The losers in this absurd construct are the US and its handful of staunch allies in the UN – and most notably, Israel, whose very existence is viewed as a major insult to the Muslim world.
This perverse way the UN is built has resulted in some developments that would be funny if they weren’t so sad – and if hundreds of thousands of lives weren’t at issue. As recently as 2003, the United Nation Commission on Human Rights was chaired by none other than Libya. So the world was being lectured on human rights by Colonel Muammar Gaddafi, an admitted dictator whose regime was defined by extrajudicial killings, torture of its own citizens and silencing of its own media.
The Commission on Human Rights was eventually replaced with the better-supervised Human Rights Council that had been restructured to limit these absurdities.
Yet, the number one target of the Council continues to be Israel. This despite the fact that we are the only true democracy in the Middle East and the only nation in the region to afford all its citizens, Jewish, Christian and Muslim, equal human rights under the law.
Arguably, this anti-Israel rhetoric is not new and some would say we should no longer be surprised. But particularly today when the international arena has become increasingly hostile to Israel, we cannot give the United Nations a free pass to continue with this lunacy.

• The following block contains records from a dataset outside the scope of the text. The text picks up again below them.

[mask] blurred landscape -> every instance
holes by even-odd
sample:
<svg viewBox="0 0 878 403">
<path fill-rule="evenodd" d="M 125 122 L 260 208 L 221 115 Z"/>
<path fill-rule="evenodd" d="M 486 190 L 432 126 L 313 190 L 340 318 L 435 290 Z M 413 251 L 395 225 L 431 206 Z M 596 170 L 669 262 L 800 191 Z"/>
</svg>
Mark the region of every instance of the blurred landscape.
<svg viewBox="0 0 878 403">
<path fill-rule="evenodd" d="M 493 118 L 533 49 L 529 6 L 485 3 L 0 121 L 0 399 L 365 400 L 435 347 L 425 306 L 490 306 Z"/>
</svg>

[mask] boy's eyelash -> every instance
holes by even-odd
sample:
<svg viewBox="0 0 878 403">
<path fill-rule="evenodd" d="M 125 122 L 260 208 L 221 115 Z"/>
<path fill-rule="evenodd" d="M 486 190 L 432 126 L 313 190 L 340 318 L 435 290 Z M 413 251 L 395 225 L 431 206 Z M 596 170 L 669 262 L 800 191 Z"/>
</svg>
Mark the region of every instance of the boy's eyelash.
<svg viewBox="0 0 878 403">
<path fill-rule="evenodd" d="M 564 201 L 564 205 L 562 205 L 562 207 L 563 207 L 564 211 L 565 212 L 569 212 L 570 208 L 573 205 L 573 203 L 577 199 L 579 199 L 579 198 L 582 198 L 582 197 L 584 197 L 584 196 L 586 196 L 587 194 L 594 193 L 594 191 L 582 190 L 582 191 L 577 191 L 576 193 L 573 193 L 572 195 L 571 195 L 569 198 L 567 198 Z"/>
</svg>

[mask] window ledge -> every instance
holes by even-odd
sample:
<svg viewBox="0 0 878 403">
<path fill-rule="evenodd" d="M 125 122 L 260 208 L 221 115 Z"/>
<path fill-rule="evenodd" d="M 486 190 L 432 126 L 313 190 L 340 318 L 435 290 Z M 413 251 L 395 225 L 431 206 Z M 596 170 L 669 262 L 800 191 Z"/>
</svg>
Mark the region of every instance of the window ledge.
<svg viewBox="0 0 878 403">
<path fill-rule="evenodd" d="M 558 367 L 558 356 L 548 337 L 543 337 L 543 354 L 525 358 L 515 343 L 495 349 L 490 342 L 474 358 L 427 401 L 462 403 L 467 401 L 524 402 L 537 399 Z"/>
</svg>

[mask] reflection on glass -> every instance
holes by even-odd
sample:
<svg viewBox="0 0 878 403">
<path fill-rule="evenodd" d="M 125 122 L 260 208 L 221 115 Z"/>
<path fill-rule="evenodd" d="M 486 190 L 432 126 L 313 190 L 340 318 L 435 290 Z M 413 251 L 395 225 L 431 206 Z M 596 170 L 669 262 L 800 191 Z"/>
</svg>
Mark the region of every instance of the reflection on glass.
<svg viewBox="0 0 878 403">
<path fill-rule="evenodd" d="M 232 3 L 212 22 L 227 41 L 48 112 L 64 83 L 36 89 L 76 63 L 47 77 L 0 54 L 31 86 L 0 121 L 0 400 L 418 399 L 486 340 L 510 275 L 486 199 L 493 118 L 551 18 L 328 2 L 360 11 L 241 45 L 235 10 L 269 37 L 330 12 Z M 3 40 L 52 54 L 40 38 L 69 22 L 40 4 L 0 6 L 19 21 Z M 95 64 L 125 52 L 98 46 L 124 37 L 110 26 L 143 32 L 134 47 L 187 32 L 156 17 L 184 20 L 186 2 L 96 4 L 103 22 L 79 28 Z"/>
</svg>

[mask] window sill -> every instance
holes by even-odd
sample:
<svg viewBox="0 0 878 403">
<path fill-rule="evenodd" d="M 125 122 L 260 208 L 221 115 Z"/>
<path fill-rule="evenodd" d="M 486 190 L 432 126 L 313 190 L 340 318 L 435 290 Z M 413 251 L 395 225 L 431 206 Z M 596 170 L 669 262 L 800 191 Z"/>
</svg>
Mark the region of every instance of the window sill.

As the Palestinians and their international backers look to delegitimize Israel in the face of stalled peace negotiations, they routinely point to the UN to justify their claims as to why the Jewish state is deserving of global condemnation, boycott and isolation.
The world therefore cannot be allowed to accept the United Nation’s charade.
To do so is not simply an insult to Israel, it is an insult to the intelligence of all good and peace-seeking people the world over.
It is for this reason that I felt the need to expose this policy of systematic bias against the Jewish state. The world needs to know that despite its international reputation, the United Nations has chosen to embrace policies with no legal or moral standing, and allows itself to be deftly manipulated by an Arab Lobby whose primary interest is none other than to delegitimize and denigrate the State of Israel.
The author is the founder of The Truth About Israel (www.thetruthaboutisrael.org.il) and the Rennert Family Visiting Professor of Foreign Policy Studies at Yeshiva University. He previously served as Israel’s deputy foreign minister, Israel’s ambassador to the US and in the Israel Mission to the United Nations.